Llego apurado al aeropuerto. La jornada ha sido más ajetreada de lo esperado; a la breve reunión de la mañana en Huesca la ha seguido una interminable comida en Lérida que a punto ha estado de hacerme perder el vuelo.
La cola del mostrador es la mayor que he visto nunca, incluso mayor que la del mostrador de Tel Aviv (los usuarios del Prat saben a qué me refiero). Diez minutos para las diez, los mismos que restan para que se inicien las llamadas de último minuto. Sin problemas, obtengo la tarjeta de embarque y afronto los temidos arcos con resignación.
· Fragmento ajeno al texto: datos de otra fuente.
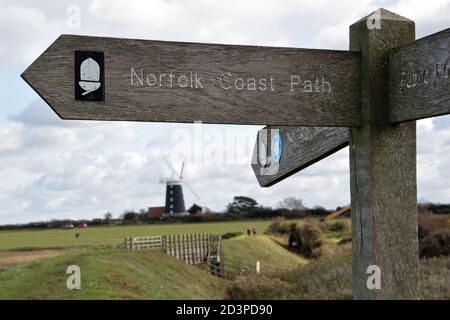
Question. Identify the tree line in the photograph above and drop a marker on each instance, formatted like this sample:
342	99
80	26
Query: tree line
240	208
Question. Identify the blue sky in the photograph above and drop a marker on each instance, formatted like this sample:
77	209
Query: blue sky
52	168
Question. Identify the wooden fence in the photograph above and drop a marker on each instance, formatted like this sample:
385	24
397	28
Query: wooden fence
144	243
190	248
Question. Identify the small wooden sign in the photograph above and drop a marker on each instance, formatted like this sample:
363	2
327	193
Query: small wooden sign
420	78
282	151
186	82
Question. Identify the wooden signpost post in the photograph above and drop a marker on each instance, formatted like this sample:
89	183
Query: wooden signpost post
374	92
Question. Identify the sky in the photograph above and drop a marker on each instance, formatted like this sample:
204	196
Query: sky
53	169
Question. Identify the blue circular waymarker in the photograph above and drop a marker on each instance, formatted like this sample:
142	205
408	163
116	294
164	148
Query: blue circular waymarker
277	147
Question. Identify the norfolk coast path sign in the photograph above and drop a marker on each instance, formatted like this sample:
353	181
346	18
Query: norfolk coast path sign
187	82
420	78
280	152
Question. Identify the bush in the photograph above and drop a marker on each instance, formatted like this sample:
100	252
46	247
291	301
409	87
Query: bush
279	226
306	238
435	245
337	226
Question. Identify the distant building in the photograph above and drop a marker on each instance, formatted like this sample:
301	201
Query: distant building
155	212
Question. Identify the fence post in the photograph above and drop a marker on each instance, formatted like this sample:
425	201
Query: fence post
382	170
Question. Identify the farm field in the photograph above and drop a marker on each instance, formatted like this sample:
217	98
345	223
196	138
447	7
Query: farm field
120	274
114	235
286	273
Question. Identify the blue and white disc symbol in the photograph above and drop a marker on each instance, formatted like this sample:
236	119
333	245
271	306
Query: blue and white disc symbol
277	147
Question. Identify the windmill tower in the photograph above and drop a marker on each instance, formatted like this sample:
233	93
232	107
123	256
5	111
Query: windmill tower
174	205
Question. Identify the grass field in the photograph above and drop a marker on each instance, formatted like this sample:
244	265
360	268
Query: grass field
112	235
111	274
120	274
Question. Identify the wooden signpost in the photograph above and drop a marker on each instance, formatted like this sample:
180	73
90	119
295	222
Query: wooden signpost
374	92
420	78
300	148
186	82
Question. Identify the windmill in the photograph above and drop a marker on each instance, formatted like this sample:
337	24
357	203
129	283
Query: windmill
174	205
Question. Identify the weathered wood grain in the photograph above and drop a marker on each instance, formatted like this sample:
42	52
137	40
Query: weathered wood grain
420	78
383	172
302	147
334	100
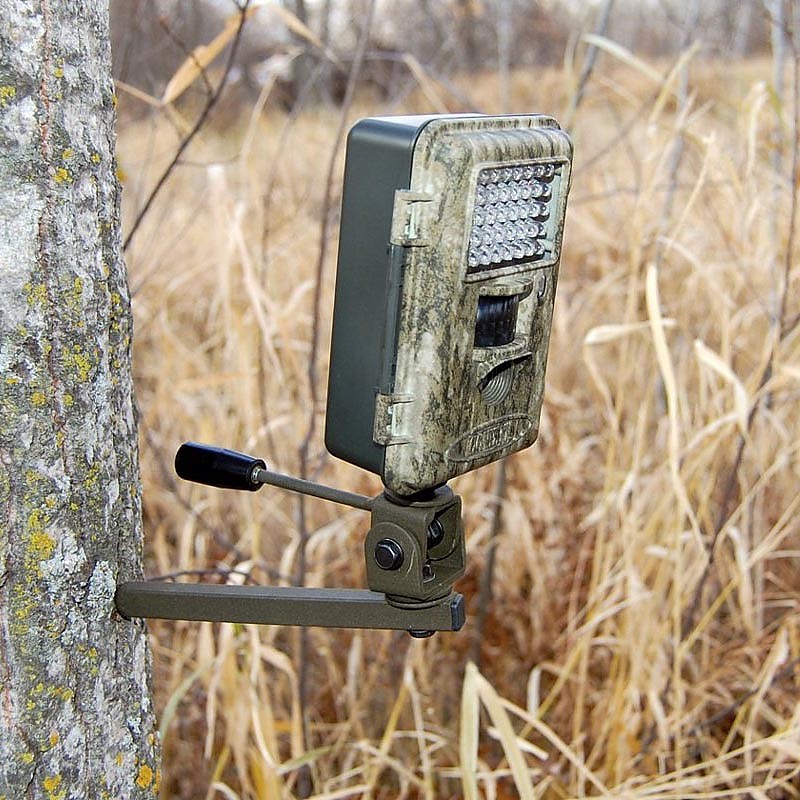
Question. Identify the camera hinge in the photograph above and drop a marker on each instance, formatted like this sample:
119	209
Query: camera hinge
387	428
408	219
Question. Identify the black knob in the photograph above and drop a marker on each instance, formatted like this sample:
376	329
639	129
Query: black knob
388	554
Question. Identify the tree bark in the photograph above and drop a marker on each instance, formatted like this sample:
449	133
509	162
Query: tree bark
76	718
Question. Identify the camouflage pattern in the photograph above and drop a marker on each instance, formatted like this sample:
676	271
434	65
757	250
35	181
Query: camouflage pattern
455	407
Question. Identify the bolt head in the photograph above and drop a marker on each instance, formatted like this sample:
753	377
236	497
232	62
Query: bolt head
389	555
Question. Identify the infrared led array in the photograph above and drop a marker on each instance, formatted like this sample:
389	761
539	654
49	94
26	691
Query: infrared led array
509	223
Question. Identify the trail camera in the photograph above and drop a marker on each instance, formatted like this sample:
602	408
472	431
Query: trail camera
449	248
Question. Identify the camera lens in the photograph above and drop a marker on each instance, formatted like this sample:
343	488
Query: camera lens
496	320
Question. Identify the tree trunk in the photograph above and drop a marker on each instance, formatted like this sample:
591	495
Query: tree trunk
76	718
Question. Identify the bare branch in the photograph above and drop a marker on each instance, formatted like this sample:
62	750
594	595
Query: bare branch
212	100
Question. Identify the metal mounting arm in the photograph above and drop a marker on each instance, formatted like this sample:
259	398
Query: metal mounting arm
269	605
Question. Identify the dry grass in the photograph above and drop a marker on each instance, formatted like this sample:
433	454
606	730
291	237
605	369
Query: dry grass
644	632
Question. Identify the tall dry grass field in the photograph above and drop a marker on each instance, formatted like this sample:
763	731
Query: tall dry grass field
642	634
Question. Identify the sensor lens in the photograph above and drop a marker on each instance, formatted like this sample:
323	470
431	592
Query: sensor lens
509	222
496	320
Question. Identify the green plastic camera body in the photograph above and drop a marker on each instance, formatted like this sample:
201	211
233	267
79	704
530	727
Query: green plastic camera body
450	243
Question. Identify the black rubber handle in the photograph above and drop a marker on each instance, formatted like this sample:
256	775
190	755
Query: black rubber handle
215	466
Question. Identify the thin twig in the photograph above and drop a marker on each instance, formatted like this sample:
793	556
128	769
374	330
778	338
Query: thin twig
588	66
212	100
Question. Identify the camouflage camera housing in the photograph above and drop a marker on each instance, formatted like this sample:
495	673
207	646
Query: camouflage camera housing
449	250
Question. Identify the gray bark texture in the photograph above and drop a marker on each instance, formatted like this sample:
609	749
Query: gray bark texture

Llego a la puerta de embarque tan solo cinco minutos más tarde de la hora programada. Tomo asiento, la cola es considerable, puedo esperar a ser el último. Sin embargo, tras varios minutos sentado se hace evidente que nadie ha avanzado un solo metro. Las caras de impaciencia y los suspiros se multiplican cada segundo que transcurre. Pronto empiezan a oírse las primeras voces de protesta.
Al parecer ha habido algún problema con el avión y el embarque puede retrasarse unos minutos. Con tranquilidad saco mi “Crónica del pájaro que da cuerda al mundo” y me pongo a leer.
Media hora más tarde la gente sigue de pie, formando una fila algo menos rigurosa, acumulando un mayor número de integrantes en la parte anterior, alrededor del mostrador. Las últimas noticias indican que el avión está averiado, que la reparación puede prolongarse media hora más. La reacción de los pasajeros es dispar, aunque predomina la indignación y la rabia, los gritos así lo atestiguan.
Pasada una hora se escuchan rumores de que el vuelo de las 19 ha salido en nuestro avión, el de las 22.45, lo que hace suponer que saldremos en el siguiente vuelo. Por mi parte ya llevo varios capítulos leídos.
A las 00.00 nos hacen correr hacia otra puerta. Yo, al no considerarme un buen atleta, permanezco sentado en el mismo sitio. A la lectura le suceden intervalos de descanso jugando con un niño de 3 años a quien parece he caído en gracia.
00.45, la vida sigue igual, con la salvedad que la fila se ha desplazado hacia otra puerta. En la puerta ante la que estoy sentado se agolpan los pasajeros del vuelo siguiente, quienes, conscientes de su desdicha, empiezan a increpar al joven del mostrador.
01.15, empieza el embarque tras problemas con el suministro de combustible . Me doy cuenta de ello al escuchar una explosión de aplausos.
01.45, seguimos esperando, eso sí, dentro del avión. Parece ser que hay una maleta cuyo dueño no ha subido al avión. Alguien exclama: “¡Se lo pago, se lo pago!”, no acabo de entender si lo que quiere el joven es comprar una maleta ajena.
02.10, la pasajera perdida hace su entrada triunfal, toma asiento y, por fin, empieza nuestro vuelo.
Llegamos con 3 horas de retraso a destino, 3 horas con el señor Pájaro-que-da-cuerda, mientras el resto compartían el mismo tiempo con la señora Rabia y su hermana Cólera. Hay situaciones que uno no puede arreglar, los nervios son más útiles para estar en tensión cuando es posible buscar una vía de salida.
Eso sí, el fin de semana en Mallorca seguro que se sucedería a una velocidad mayor que esas 3 horas de espera.